Is Happiness That Easy?


I like to ask people if they’re happy. And, I don’t mean it as a deep, philosophical question. Are you happy? Are you having a good day? Do you feel connected to yourself right now? We don’t talk about these things enough. Because even if you’re not feeling happy – that’s important to talk about too. Either way, we should be talking about how we feel.

We tend to look at happiness as this big, almost scary, overarching thing. It’s our end pursuit – a life of happiness. But, rather than it being something that we wait our whole lives for, I like to dive into the details of being happy. The small, quiet things that we experience that are “tiny wins” for our soul.

If someone asked me, I would say – yes, I’m incredibly happy. But, as I’ve been traveling, I’ve started to realize the complexity of that. I have days when I’m not feeling great, or social, or like I’m doing a lot for myself. I have days that I feel anxious, and petty, and downright resentful. But, for the vast majority of my days, I feel happy. Why? My happiness is tied to being grateful, which is in turn tied to my faith. I feel so incredibly grateful to be alive and to get to experience the things that I do. I get to go outside and breathe in clean air. I get to pet my dog. I have a family that loves me and friends that care about me. I’m not wealthy by any stretch, and I’ve had to pinch pennies to travel –but I’ve gotten to meet people. I’ve gotten to listen to other languages and see how other cultures interact. I’ve gotten to wander around free gardens in cities I’d only read about. I am eternally blessed and so, so grateful to be here.

When you break down happiness and begin to equate it to gratefulness, I think you’ll be surprised how much easier it is to “be happy.” It’s a lot of pressure to have a “happy day,” but it’s not as much pressure to think of a few things that you’re feeling grateful for. Combat the negativity of what goes wrong by exhaling gratitude for the little things that are going right. Sometimes I’m just grateful that my ankle isn’t broken (knock on wood). It’s a little switch of your mindset that can be healing and impactful.

A friend of mine and her boyfriend have recently started a gratitude journal that requires them to, every night, share three things that they’re grateful for from that day. You’re not supposed to repeat anything, and they can be very specific – but you have to have three things. Although I’ve never been successful in journaling (my thoughts are much to sporadic for daily writing!), I think this is a good strategy for anyone who just doesn’t know where to start. What was the best thing that happened to you today? Maybe it was a really positive interaction with a stranger on the subway. Maybe you just had a great sandwich for lunch. Maybe the sun came out after a couple hours of rain and you didn’t need to lug your umbrella to the store. Being grateful is the connection to being happy that we often overlook.

The Joy of a Life Without Worry

I am a self-proclaimed worry wart. I am always worrying. Whether it’s about school, the future, my friends, my family, or worrying about the fact that I worry so much, my life has been a constant struggle of worrying about the past or worrying about the future – which is an incredibly unhealthy and unfulfilling way of life.

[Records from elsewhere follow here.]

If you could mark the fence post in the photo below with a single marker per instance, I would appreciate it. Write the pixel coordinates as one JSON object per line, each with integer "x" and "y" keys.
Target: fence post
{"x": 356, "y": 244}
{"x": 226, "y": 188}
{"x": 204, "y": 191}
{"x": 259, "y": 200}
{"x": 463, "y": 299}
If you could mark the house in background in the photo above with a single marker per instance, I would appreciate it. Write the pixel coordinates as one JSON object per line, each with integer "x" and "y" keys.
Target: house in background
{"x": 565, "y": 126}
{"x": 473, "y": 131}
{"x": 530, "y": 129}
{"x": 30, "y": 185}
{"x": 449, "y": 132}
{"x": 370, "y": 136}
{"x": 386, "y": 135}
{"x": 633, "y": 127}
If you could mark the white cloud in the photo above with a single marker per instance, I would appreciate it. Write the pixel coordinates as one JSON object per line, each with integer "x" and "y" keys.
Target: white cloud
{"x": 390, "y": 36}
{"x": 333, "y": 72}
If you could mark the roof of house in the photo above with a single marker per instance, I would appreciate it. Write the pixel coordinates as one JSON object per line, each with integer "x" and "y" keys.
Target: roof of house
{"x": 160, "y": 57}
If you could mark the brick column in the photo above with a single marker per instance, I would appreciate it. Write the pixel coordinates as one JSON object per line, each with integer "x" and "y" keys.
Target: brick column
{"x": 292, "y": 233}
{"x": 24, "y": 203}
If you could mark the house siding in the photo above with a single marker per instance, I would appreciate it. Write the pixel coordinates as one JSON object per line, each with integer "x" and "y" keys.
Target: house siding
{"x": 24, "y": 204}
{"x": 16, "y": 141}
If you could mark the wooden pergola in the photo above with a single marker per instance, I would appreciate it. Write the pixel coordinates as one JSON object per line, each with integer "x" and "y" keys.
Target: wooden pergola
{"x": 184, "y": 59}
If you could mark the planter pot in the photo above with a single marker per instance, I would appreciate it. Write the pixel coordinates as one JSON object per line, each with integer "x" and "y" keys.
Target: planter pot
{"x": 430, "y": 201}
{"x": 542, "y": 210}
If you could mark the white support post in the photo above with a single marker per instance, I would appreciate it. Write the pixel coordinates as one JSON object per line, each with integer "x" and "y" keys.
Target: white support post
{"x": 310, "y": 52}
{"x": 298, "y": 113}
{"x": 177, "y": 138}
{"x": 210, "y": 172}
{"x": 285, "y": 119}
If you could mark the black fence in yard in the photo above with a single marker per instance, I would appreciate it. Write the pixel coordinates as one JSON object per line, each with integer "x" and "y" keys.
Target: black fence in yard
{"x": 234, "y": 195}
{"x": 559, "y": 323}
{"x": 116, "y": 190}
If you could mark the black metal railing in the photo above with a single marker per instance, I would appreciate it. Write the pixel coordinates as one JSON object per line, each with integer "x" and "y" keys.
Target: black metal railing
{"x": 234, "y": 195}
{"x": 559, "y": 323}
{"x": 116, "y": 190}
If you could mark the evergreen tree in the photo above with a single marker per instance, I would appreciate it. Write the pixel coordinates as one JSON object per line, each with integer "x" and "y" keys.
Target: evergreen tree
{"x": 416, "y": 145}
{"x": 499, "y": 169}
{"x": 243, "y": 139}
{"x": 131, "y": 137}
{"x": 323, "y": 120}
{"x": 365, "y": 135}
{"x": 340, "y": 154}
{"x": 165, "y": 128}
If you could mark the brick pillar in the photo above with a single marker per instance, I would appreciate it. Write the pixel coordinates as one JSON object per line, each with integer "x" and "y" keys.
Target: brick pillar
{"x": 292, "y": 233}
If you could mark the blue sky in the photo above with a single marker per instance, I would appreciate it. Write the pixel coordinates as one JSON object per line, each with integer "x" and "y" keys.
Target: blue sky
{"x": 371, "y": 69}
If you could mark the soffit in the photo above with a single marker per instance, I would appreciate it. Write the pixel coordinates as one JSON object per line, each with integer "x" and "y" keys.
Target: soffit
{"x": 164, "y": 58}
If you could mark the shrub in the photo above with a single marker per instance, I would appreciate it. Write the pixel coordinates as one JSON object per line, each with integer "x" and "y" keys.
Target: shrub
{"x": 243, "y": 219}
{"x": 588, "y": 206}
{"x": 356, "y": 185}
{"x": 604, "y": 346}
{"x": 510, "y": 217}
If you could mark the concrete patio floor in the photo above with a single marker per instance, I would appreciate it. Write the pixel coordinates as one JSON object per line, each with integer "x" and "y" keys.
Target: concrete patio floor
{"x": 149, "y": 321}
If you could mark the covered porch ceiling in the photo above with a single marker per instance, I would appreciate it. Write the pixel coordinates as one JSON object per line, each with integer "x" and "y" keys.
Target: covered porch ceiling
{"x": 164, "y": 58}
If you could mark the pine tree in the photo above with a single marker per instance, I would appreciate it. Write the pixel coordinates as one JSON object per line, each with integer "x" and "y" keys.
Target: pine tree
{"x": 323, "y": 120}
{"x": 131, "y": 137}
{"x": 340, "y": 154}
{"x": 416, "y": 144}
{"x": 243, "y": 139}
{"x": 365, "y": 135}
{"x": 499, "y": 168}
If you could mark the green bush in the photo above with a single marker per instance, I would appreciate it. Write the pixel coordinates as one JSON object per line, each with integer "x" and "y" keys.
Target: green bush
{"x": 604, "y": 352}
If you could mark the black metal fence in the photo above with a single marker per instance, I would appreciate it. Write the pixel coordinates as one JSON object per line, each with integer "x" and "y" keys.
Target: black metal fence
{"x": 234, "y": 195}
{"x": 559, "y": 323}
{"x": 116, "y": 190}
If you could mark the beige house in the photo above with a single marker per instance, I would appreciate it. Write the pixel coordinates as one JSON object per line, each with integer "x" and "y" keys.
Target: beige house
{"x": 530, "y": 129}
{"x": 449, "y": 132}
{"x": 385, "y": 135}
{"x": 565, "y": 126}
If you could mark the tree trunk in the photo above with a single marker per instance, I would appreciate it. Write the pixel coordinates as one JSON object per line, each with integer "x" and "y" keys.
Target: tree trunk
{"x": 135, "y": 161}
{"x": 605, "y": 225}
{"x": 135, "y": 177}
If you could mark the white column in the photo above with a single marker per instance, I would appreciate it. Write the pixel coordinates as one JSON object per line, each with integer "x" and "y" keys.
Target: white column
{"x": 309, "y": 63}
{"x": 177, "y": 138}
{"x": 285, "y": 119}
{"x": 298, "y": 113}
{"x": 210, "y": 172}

About six months ago, I decided that worrying was probably not the way I wanted to spend the next eighty years of my life. Not only does it take a toll on your emotions and burdens your heart, worrying mentally breaks me down – just think of all the brain power I’ve wasted!

My decision to live without worry came about as a sort of revelation to me that I didn’t actually need to be in control of my life. The age-old adage assumes that now (being your twenties) is the time for you to go and figure everything out and find your perfect job and your perfect match and plan ahead and start a family and live just like an adult should live. However, taking a step back from these worldly pressures, I’ve come to the conclusion that if at any point in my life I’m allowed to not have it all figured out, that time is now.

Living a life of worry stops us from experiencing the current moment, because we’re always hyper-aware of the future. If I’m always thinking about how my life will be five years from now, worrying that it may not be where I want it to be, I’ll be missing out on the present (which, ironically, I would probably end up worrying about how many years I spent worrying that I’ll never get back).

I found this Bible verse that really illuminated this revelation:

Matthew 6:27 NIV

“Can any one of you by worrying add a single hour to your life?”

Answer: Absolutely not. We dwell in these thoughts and anxieties hoping that they will change the outcome of our situations. In reality, our lives will not get any longer. These are the hours for creating relationships, making memories, living for the beauty of life – not to be wasted in a vicious and self-deprecating cycle of worry.

And the beauty of this story? We have the hope and reassurance that our lives are in the hands of Someone much, much more powerful than we are. Regardless of how much we worry about what’s going to happen, our paths are not our own.

What a relief, right? In making the decision to worry less, I’ve already felt a remarkably lighter load on my heart.

Plus, now I’ve got all this time, brain space and emotional room to devote myself to the things that really matter – like living whole-heartedly in the present.